Queen Elizabeth II is set to make history later today when she signs a new charter taking a stand against discrimination, which some have interpreted as tacit support of gay rights.
The 86-year-old matriarch will sign the agreement at a reception this evening to show her support. With the stroke of the pen, the queen will be making a symbolic pledge for equal rights for billions of people in 54 countries in the British Commonwealth around the world.
The Commonwealth Charter states opposition to "all forms of discrimination, whether rooted in gender, race, color, creed, political belief or other grounds."
"This is believed to be the first time she's shown her support of gay rights. That's a big step," ABC News royal contributor Victoria Arbiter said.

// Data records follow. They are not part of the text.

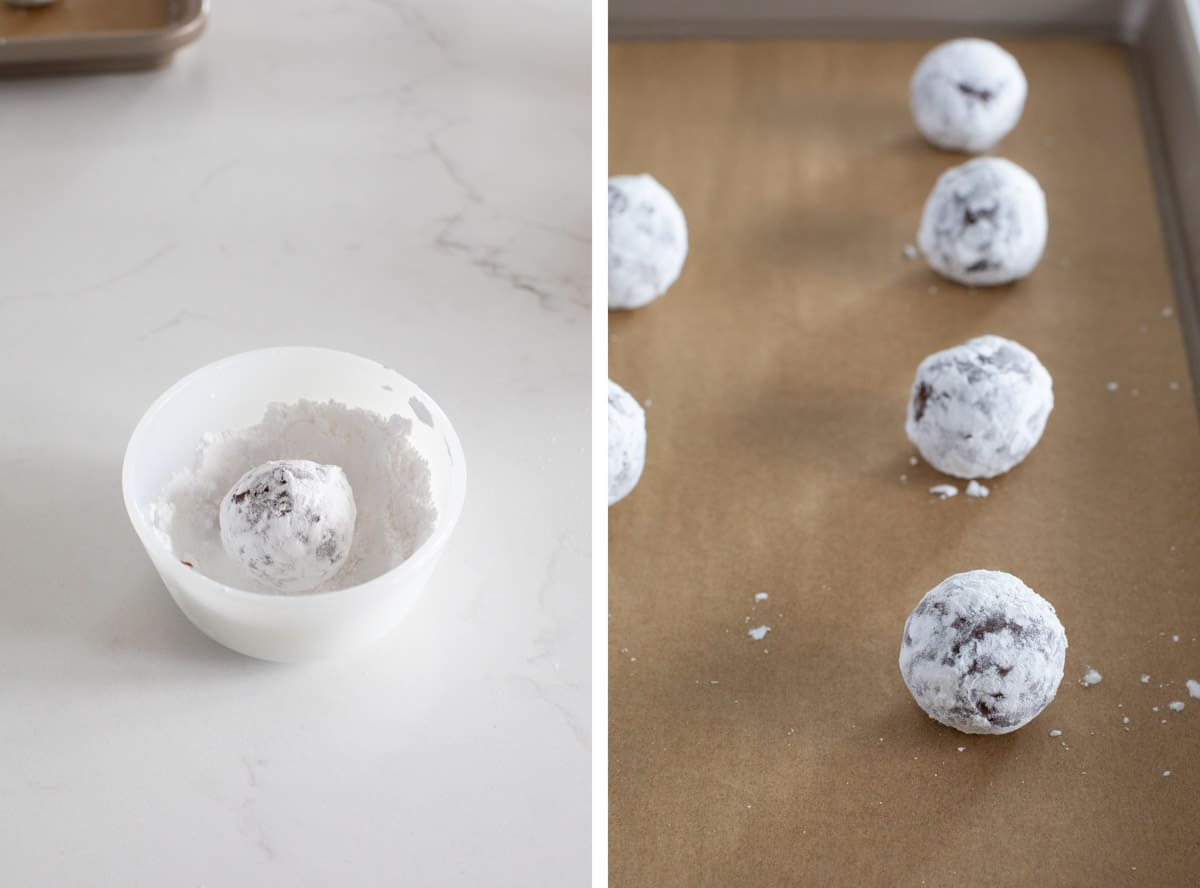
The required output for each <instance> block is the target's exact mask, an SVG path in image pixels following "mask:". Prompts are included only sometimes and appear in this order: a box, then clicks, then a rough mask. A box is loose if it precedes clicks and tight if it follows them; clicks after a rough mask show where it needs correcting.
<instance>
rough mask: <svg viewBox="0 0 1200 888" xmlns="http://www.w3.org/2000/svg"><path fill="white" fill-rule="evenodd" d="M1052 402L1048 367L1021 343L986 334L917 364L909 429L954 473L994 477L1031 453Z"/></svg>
mask: <svg viewBox="0 0 1200 888" xmlns="http://www.w3.org/2000/svg"><path fill="white" fill-rule="evenodd" d="M1052 409H1054V388H1052V383H1051V379H1050V373H1049V372H1048V371H1046V368H1045V367H1044V366H1042V361H1039V360H1038V358H1037V355H1034V354H1033V353H1032V352H1030V350H1028V349H1027V348H1025V347H1024V346H1021V344H1020V343H1019V342H1013V341H1012V340H1006V338H1003V337H1001V336H980V337H978V338H974V340H971V341H970V342H965V343H964V344H961V346H955V347H954V348H948V349H946V350H944V352H937V353H936V354H931V355H929V358H926V359H925V360H923V361H922V362H920V366H919V367H917V377H916V379H913V383H912V395H911V397H910V398H908V416H907V421H906V422H905V431H906V432H907V433H908V439H910V440H911V442H912V443H913V444H916V445H917V449H918V450H920V455H922V456H923V457H924V460H925V462H928V463H929V464H930V466H932V467H934V468H935V469H937V470H938V472H944V473H946V474H947V475H954V476H955V478H966V479H976V478H995V476H996V475H1001V474H1003V473H1006V472H1008V470H1009V469H1012V468H1013V467H1014V466H1016V464H1018V463H1019V462H1021V460H1024V458H1025V457H1026V456H1028V455H1030V451H1032V450H1033V446H1034V445H1036V444H1037V443H1038V440H1040V438H1042V432H1043V431H1044V430H1045V425H1046V419H1048V418H1049V416H1050V412H1051V410H1052Z"/></svg>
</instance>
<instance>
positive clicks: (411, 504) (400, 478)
mask: <svg viewBox="0 0 1200 888" xmlns="http://www.w3.org/2000/svg"><path fill="white" fill-rule="evenodd" d="M412 427H413V424H412V420H409V419H406V418H403V416H398V415H394V416H383V415H380V414H377V413H373V412H371V410H364V409H359V408H352V407H347V406H346V404H342V403H338V402H337V401H328V402H323V403H317V402H313V401H298V402H295V403H290V404H283V403H272V404H269V406H268V408H266V413H265V414H264V415H263V419H262V420H260V421H259V422H258V425H254V426H251V427H248V428H241V430H236V431H222V432H210V433H206V434H205V436H204V438H203V439H202V440H200V443H199V445H198V448H197V454H196V462H194V464H193V466H190V467H186V468H184V469H181V470H179V472H176V473H175V474H174V475H173V476H172V479H170V480H169V481H168V482H167V485H166V487H164V488H163V491H162V493H161V494H160V497H158V499H157V500H156V502H155V503H152V504H151V506H150V510H149V511H150V521H151V524H152V526H154V528H155V530H156V532H157V534H158V538H160V539H161V540H162V542H163V544H164V545H166V546H167V547H168V548H169V550H170V551H172V552H173V553H174V554H175V557H176V558H179V559H181V560H186V562H188V563H191V565H192V566H194V568H196V570H199V571H200V572H202V574H204V575H205V576H208V577H210V578H212V580H216V581H217V582H221V583H226V584H227V586H233V587H238V588H245V589H252V590H256V592H264V593H276V592H277V590H276V589H272V588H271V587H270V586H266V584H263V583H260V582H257V581H254V580H252V578H251V577H250V576H247V574H246V572H245V570H244V568H242V566H241V565H240V564H239V563H238V562H235V560H234V559H232V558H230V557H229V556H228V554H227V553H226V551H224V547H223V546H222V545H221V533H220V527H218V512H220V506H221V500H222V499H223V498H224V496H226V493H227V492H228V491H229V490H230V487H233V485H234V484H235V482H236V481H238V480H239V479H240V478H241V476H242V474H245V473H246V472H247V470H250V469H252V468H254V467H257V466H260V464H263V463H265V462H270V461H272V460H312V461H313V462H318V463H324V464H329V466H340V467H341V468H342V469H343V470H344V472H346V476H347V478H348V480H349V484H350V487H352V488H353V491H354V499H355V505H356V510H358V517H356V520H355V527H354V541H353V544H352V546H350V552H349V556H348V557H347V559H346V563H344V565H343V566H342V568H341V570H338V571H337V574H336V575H335V576H332V577H331V578H329V580H328V581H325V582H323V583H322V584H319V586H317V587H316V588H313V589H312V592H330V590H334V589H342V588H346V587H349V586H355V584H358V583H362V582H366V581H368V580H372V578H374V577H377V576H379V575H380V574H385V572H386V571H389V570H391V569H392V568H395V566H397V565H398V564H401V563H402V562H404V560H406V559H407V558H409V557H410V556H412V554H413V553H414V552H415V551H416V550H418V548H419V547H420V546H421V545H422V544H424V542H425V541H426V540H427V539H428V538H430V536H431V535H432V534H433V527H434V523H436V521H437V509H436V508H434V505H433V498H432V493H431V488H430V485H431V476H430V467H428V463H427V462H426V461H425V458H424V457H422V456H421V455H420V454H419V452H418V450H416V449H415V448H414V446H413V444H412V442H410V440H409V434H410V432H412Z"/></svg>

The queen, who is recovering from gastroenteritis after being hospitalized last week, cancelled an event at Westminster Abbey marking Commonwealth Day, but will attend an evening reception to sign the charter, according to the Palace.
The charter is still only a symbolic step for many of the 54 countries because homosexuality is still illegal in 41 of the nations in the British Commonwealth.

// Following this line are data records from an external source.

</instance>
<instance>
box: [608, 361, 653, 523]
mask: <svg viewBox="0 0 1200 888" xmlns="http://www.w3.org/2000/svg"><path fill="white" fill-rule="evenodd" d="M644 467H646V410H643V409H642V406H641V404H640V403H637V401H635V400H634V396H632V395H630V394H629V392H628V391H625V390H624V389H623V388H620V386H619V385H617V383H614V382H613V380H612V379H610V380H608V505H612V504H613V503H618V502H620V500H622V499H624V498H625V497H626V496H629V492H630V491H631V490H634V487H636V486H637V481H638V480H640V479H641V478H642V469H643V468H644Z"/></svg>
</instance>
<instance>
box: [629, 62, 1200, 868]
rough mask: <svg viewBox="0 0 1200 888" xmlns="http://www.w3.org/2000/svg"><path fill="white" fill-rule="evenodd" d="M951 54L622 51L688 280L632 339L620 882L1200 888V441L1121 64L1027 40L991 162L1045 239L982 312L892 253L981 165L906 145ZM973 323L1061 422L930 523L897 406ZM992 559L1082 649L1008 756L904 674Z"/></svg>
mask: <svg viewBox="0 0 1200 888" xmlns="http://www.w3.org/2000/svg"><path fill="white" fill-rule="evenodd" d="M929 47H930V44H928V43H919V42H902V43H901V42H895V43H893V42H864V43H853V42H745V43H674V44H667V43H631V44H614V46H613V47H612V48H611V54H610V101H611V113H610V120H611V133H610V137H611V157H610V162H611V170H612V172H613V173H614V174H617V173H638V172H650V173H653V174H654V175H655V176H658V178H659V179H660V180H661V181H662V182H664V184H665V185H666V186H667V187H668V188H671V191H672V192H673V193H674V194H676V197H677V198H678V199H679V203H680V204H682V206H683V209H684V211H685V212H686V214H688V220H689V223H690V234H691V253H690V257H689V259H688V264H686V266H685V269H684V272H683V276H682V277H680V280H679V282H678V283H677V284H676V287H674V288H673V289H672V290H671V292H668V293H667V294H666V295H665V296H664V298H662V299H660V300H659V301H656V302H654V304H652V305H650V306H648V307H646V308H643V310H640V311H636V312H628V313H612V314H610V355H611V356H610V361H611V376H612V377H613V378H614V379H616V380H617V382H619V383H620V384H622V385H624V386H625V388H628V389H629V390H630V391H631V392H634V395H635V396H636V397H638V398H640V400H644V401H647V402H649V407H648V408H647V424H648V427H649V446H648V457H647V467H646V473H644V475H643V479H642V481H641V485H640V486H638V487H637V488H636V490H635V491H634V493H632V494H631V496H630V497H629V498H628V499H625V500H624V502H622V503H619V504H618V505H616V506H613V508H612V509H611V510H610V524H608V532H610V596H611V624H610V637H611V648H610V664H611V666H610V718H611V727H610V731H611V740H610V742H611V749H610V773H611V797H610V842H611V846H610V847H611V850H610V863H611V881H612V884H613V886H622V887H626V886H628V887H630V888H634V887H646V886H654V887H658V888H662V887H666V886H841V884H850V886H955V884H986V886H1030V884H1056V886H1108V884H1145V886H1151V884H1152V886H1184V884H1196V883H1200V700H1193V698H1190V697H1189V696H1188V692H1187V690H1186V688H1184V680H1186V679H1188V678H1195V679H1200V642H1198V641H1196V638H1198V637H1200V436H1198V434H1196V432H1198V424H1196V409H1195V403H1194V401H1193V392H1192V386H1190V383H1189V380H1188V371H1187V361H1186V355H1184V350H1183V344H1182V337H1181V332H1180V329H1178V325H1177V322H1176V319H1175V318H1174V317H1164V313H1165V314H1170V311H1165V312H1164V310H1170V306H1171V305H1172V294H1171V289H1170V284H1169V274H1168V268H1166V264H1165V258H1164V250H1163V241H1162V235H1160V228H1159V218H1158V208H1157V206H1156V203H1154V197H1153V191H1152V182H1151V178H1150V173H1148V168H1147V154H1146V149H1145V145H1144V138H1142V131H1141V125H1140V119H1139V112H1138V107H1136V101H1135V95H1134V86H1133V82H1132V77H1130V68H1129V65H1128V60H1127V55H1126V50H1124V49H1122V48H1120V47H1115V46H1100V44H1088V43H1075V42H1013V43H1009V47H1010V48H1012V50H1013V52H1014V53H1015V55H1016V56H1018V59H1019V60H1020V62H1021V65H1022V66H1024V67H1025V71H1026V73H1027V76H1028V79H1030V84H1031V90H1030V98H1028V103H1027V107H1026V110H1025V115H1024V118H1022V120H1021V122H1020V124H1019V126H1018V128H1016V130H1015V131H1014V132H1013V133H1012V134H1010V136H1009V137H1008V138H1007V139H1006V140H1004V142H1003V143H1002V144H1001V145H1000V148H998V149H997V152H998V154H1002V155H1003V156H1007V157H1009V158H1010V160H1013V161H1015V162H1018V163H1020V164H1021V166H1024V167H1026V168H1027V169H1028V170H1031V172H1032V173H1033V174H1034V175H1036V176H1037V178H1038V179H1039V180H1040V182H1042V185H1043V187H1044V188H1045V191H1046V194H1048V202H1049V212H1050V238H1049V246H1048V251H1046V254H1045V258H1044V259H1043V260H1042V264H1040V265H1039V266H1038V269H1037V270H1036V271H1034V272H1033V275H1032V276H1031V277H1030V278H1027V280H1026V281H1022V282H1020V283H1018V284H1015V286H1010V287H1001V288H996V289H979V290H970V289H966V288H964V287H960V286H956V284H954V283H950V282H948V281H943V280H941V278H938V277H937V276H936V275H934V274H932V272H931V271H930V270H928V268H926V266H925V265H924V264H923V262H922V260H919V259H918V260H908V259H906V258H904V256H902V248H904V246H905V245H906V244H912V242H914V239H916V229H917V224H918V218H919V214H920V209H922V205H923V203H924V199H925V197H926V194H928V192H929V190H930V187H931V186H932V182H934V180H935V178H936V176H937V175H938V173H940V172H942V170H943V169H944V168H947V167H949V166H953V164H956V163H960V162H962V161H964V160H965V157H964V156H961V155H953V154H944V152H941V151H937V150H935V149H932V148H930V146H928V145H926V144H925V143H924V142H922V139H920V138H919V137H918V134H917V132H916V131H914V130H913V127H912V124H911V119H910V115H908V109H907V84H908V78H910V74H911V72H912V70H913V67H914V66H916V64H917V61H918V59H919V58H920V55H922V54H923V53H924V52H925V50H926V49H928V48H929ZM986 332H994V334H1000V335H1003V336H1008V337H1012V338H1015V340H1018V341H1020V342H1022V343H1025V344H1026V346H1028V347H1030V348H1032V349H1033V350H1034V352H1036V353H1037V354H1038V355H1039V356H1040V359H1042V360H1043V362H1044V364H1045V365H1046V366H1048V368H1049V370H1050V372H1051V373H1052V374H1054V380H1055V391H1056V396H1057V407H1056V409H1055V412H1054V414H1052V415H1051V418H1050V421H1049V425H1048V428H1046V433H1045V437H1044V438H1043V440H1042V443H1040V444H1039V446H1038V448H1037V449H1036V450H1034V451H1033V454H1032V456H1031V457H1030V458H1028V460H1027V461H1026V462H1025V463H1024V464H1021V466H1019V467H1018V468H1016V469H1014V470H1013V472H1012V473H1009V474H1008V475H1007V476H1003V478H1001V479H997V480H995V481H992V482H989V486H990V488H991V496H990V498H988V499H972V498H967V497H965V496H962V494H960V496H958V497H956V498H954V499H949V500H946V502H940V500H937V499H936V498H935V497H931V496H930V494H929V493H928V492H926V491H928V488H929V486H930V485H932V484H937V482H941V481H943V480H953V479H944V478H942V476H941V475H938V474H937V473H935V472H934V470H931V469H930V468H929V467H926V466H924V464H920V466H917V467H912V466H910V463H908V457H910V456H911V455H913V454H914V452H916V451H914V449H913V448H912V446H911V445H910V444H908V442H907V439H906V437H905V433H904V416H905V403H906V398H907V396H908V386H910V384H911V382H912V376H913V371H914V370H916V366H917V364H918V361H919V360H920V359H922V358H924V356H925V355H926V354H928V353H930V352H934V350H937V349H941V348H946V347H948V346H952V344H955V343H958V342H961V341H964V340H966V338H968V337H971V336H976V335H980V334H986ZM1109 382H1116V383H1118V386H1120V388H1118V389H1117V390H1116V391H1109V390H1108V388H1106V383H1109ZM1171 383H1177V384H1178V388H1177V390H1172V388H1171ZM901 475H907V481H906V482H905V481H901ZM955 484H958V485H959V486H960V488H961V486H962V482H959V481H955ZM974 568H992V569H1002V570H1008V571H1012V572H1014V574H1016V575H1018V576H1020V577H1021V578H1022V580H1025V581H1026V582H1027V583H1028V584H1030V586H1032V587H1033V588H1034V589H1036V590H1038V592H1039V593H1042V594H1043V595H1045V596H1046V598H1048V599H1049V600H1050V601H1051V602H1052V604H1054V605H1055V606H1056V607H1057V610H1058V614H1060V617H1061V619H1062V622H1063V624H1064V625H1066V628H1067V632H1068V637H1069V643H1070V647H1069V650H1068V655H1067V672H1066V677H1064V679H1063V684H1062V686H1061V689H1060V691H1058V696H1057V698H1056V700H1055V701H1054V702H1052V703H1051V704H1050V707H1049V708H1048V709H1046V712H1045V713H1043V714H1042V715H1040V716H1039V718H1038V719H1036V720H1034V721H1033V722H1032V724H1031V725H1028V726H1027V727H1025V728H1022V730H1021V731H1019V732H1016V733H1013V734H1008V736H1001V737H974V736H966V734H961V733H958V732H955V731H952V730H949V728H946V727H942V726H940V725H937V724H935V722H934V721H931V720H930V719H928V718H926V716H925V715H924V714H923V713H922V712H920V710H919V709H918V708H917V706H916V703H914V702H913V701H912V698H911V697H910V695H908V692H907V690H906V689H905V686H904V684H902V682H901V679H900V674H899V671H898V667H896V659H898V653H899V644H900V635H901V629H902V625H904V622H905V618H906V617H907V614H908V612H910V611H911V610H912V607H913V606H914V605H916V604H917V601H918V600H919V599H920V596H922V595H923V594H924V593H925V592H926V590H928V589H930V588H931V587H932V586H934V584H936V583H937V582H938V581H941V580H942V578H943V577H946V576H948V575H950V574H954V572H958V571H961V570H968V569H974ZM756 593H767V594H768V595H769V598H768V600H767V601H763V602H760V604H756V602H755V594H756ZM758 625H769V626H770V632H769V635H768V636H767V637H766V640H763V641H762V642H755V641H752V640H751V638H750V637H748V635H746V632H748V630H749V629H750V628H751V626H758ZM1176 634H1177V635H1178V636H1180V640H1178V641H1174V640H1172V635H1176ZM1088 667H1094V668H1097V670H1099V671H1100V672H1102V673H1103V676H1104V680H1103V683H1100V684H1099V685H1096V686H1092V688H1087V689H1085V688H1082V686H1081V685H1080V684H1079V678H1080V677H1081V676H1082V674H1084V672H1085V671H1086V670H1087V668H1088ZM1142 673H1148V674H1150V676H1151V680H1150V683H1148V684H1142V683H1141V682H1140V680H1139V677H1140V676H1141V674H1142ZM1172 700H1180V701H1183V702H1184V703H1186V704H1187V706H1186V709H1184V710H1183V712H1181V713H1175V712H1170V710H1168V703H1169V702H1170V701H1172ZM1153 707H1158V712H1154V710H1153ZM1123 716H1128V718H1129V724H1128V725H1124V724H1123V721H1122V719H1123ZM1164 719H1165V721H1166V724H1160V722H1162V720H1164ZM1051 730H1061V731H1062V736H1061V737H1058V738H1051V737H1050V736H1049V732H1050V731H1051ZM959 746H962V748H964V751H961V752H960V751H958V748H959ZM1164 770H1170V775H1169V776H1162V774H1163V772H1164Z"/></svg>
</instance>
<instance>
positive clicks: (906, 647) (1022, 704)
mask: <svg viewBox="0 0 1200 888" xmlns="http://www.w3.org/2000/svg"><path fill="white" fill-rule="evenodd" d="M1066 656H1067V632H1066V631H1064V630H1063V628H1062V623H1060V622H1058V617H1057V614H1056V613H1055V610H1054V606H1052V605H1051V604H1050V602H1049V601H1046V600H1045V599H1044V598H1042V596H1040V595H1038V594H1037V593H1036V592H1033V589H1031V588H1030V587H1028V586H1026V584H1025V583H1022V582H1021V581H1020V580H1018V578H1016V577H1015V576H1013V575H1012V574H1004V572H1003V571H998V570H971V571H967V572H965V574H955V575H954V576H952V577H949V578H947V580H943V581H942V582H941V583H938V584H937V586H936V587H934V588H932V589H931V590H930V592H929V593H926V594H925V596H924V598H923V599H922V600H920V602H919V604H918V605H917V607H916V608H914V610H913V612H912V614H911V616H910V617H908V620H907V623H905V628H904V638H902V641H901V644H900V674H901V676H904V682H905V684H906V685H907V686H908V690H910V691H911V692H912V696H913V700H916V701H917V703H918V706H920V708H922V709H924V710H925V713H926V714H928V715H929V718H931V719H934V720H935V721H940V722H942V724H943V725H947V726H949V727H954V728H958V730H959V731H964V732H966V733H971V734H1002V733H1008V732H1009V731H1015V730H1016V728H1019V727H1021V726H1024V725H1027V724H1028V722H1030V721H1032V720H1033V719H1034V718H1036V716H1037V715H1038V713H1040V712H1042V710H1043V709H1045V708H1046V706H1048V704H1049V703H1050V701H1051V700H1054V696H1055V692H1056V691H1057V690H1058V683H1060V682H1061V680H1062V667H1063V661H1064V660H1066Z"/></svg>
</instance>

Embodying centuries of stuffy royal tradition, Britain's head of state has recently learned to relax a little, showing she's moving with the times. But never in her 61 years as monarch has she done anything like this before.
"The queen has to remain politically neutral," Arbiter said. "While we won't hear her personal views on this, the fact that she is endorsing it publically in front of television cameras, it really does speak volumes."
Reading between the lines, the British papers are also hailing this as a watershed moment for the new rules of succession.
The timing couldn't be any better with the Duchess of Cambridge, Kate Middleton, giving birth this summer. By signing this pledge, the queen is giving a silent nod to the changes.
If Middleton has a baby girl, her daughter will one day be the queen.